Piotr también creía haber hecho bien contándoselo. Las palabras de Teresa habían sido inesperadas para él. Muchas veces se lee una frase que parece evidente, que creemos conocer desde hace mucho tiempo, aunque en realidad nunca hemos pensado en ella. Algo semejante le sucedía a Piotr ahora: nunca había mezclado a su padre en estos asuntos. Sólo que le parecía mucho más vergonzoso creer en la necesidad histórica del triunfo de los comunistas por el hecho de que su padre hubiera muerto luchando contra ellos. Ahora lo veía todo con luz nueva. La muerte de su padre era la causa lejana de su actual debilidad moral. Y los otros, los que se funden en la fe colectiva buscando el calor del enjambre, ¿habrían conocido también, bajo una u otra forma, esa condición de huérfano, unos padres a los que no se respeta, una aceleración excesiva de los acontecimientos que rompe los vínculos de las generaciones y la sensación de ser un extraño en el propio hogar? ¿Y si Teresa llevaba razón y este ensueño tan repetido no era una condena, sino un medio defensivo? En tal caso se trataría de una de esas intuiciones a las que su madre —y también él mismo— obedecían; y no algo vergonzoso e inconfesable.

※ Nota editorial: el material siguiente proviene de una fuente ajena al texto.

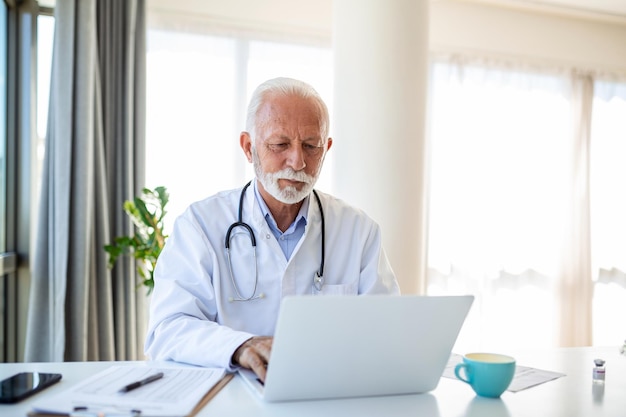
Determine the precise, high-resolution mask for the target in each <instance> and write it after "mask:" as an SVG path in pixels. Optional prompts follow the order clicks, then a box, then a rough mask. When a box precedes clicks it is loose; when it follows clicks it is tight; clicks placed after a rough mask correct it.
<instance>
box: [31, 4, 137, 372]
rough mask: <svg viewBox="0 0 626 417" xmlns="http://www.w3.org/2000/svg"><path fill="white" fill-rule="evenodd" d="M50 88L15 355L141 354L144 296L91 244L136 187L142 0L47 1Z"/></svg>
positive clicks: (107, 231)
mask: <svg viewBox="0 0 626 417" xmlns="http://www.w3.org/2000/svg"><path fill="white" fill-rule="evenodd" d="M50 91H51V92H50V110H49V124H48V136H47V140H46V154H45V159H44V168H43V175H42V182H41V190H42V191H41V196H40V206H39V219H38V224H37V229H36V231H37V233H36V242H35V247H34V252H33V260H32V281H31V292H30V306H29V317H28V328H27V334H26V352H25V359H26V361H85V360H132V359H138V358H139V359H141V358H143V355H142V353H141V352H142V344H143V337H144V334H145V330H144V329H145V321H146V316H145V305H146V302H147V300H146V293H145V291H143V290H137V285H136V283H137V280H136V277H135V268H134V263H133V261H132V260H130V259H122V260H121V262H118V265H117V266H116V267H115V268H114V269H113V270H112V271H111V270H109V269H107V256H106V253H105V251H104V249H103V246H104V245H105V244H107V243H110V242H111V241H112V239H113V238H114V237H115V236H119V235H122V234H125V235H126V234H129V233H131V231H132V224H131V223H130V220H129V219H128V218H127V216H126V214H125V213H124V212H123V210H122V204H123V202H124V201H125V200H127V199H131V198H133V197H134V196H135V195H138V194H139V192H140V190H141V188H142V187H143V183H144V174H143V172H144V155H145V149H144V143H145V4H144V1H143V0H125V1H123V0H57V2H56V7H55V39H54V55H53V62H52V79H51V89H50Z"/></svg>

Ahora veía con mayor claridad lo que le impulsaba hacia Artym: buscaba un guía, un hombre experimentado que pudiera ayudarle en sus incertidumbres; lo mismo que en su infancia, sentía nostalgia por el árbol grande. Artym era muy viejo, había sobrevivido a la guerra; y su piso, en los suburbios de Varsovia, había quedado intacto. Piotr no había ido a verlo hasta ahora porque sentía cierto temor de ponerse en contacto con él. Artym era uno de esos socialistas intransigentes; si lo habían dejado tranquilo era sólo en consideración a su nombre famoso —siempre es mejor no hacer mártires— y por su avanzada edad. Como Piotr pertenecía al clan de Baruga y cuidaba mucho —aunque sin grandes esperanzas— sus proyectos de marcharse al extranjero, era lógico que evitase toda relación con Artym, pues había que suponer que el viejo socialista estaba muy vigilado. Sin embargo, después de su conversación con Teresa, decidió saltarse sus temores y visitar a Artym.